On a larger scale, the passage of the Safe Harbor Act has revolutionized how victims of human trafficking are treated by the justice system. Prior to the passage of this act, victims of trafficking were treated as criminals and sent to jail. The most significant feature of the Safe Harbor Act is the establishment of safe houses, which provide living quarters for children who have been sexually exploited instead of sending them to jail. Additionally, the Act provides these children with an advocate to accompany them to any meetings and court dates. Safe houses are mandated to provide security, counseling, transportation, food, clothing, health and dental care among other services to sexually exploited children.
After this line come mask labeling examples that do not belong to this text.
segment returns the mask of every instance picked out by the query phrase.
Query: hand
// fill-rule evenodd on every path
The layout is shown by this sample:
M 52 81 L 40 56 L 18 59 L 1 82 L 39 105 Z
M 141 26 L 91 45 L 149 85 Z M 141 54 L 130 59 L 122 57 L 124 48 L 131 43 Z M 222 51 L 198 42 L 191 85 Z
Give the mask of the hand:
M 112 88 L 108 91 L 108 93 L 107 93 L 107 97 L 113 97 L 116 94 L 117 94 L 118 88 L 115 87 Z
The Safe Harbor Act directs government institutions to treat sexually exploited children as dependent rather than delinquent. This is a progressive approach to human trafficking and demonstrates a newfound understanding of human trafficking and its traffickers.

On a local scale, the Miami-Dade State Attorney’s Office has established a human trafficking unit. State Attorney Rundle and her unceasing determination and resolve to put an end to human trafficking is the source behind this development. The unit is responsible for overseeing the implementation of the Safe Harbor Act and works to successfully prosecute cases dealing with human traffickers. The Miami- Dade Human Trafficking Unit has already had some success after having successfully prosecuted David Salomon on one count of human trafficking involving the commercial sexual exploitation of a minor. Salomon was sentenced to 65 years in prison.

New regulations like the Safe Harbor Act now put the focus on the perpetrators or the traffickers rather than on the victims being forced into the trade. This is one big leap forward towards the end of human trafficking. Putting the traffickers in jail will slowly but surely break down the entire human trafficking industry and protect those that fall victim to the manipulation and abuse of traffickers.